Miami Transplant Institute compiled all previous tests from all previous doctors, specialist and hospitals as well as running a few new tests.  This was a time of mind boggling reflection on the possibilities, the ‘Google-d’ answers, the shared knowledge from doctors and specialists, but mostly the unknowns of what would come next for Brian and his family.  No one expected the result: a multi-vesicular transplant.  This surgery is the removal and transplantation of five major organs at once: stomach, liver, pancreas, small intestine and large intestine.  The surgeon who will perform this transplant believes that the clots formed after Brian’s spleen was removed at the age of 18 months old. He had been in the hospital as a child from 8 months old to 18 months old with a rare blood disease, that at the time, doctors did not have a name for. His infant spleen had collected his red blood cells and would not release them.  Once the spleen was removed Brian became healthy, no further problems resulting, until now.
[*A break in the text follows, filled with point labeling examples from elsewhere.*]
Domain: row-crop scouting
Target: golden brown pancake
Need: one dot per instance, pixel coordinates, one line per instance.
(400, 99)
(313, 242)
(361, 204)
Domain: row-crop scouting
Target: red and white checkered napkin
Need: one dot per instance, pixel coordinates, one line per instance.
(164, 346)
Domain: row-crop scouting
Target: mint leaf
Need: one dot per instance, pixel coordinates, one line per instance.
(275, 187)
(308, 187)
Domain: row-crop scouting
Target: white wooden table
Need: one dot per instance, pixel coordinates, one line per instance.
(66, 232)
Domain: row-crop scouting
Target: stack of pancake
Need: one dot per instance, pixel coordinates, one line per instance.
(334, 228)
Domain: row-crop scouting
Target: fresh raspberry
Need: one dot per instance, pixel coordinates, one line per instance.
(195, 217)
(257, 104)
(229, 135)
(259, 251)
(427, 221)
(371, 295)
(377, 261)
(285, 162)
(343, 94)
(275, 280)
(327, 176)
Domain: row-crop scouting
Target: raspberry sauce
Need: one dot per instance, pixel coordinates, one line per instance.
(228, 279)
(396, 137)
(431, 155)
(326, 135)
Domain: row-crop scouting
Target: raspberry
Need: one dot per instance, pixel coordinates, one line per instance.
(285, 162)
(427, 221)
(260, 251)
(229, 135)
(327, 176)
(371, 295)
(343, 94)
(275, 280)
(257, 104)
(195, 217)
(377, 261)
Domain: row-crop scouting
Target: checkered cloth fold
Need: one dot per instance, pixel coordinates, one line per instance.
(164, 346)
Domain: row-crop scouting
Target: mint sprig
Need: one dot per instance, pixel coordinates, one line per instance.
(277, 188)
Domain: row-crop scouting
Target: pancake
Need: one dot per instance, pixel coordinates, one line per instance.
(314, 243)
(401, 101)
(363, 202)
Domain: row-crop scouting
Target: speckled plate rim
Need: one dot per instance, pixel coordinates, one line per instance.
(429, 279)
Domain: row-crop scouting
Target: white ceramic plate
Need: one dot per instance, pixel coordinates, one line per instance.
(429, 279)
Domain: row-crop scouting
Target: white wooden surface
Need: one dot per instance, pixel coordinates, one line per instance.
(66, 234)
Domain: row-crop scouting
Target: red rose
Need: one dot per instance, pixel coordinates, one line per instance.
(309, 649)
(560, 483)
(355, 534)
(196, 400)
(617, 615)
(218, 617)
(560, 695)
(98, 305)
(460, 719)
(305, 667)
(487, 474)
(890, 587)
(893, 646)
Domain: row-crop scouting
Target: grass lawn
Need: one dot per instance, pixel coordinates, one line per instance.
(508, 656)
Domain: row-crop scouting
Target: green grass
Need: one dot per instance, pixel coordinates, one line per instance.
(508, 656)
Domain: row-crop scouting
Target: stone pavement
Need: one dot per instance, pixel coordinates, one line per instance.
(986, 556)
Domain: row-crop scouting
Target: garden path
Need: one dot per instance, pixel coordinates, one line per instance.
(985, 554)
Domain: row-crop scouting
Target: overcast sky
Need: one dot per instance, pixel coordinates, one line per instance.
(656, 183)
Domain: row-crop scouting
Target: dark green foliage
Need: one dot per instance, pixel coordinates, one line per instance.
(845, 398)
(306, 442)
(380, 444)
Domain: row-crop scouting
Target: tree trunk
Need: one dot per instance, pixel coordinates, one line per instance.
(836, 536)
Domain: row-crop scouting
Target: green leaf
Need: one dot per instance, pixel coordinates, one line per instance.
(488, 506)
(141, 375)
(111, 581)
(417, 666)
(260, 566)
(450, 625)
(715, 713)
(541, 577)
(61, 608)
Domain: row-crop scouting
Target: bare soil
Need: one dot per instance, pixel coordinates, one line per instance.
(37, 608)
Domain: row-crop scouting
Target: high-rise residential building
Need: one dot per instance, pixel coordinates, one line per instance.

The final answer:  Brian needs this transplant because over the years blood clots formed in the veins between the organs have damaged them beyond repair. This is, in turn, destroying his organs one by one.  With he and his family’s heads and hearts spinning, Brian has one final procedure to go through before the transplant can be possible. It is their fervent hope that Brian has a long and healthy life ahead of him beyond this surgery.  Brian’s focus will be on healing and following doctor’s orders with full appreciation of his life and the love of those in it. He and his family are incredibly thankful to all the friends, family, and grace-giving strangers for all the prayers and support they have received so far in this journey.  The Little’s have a long road ahead of them, but feel grateful that they are where they are suppose to be, in Florida enjoying the blessings of each other, warm weather, the beach and the amazing professionalism and knowledge of doctors that have continued to guide them with each step towards Brian’s recovery.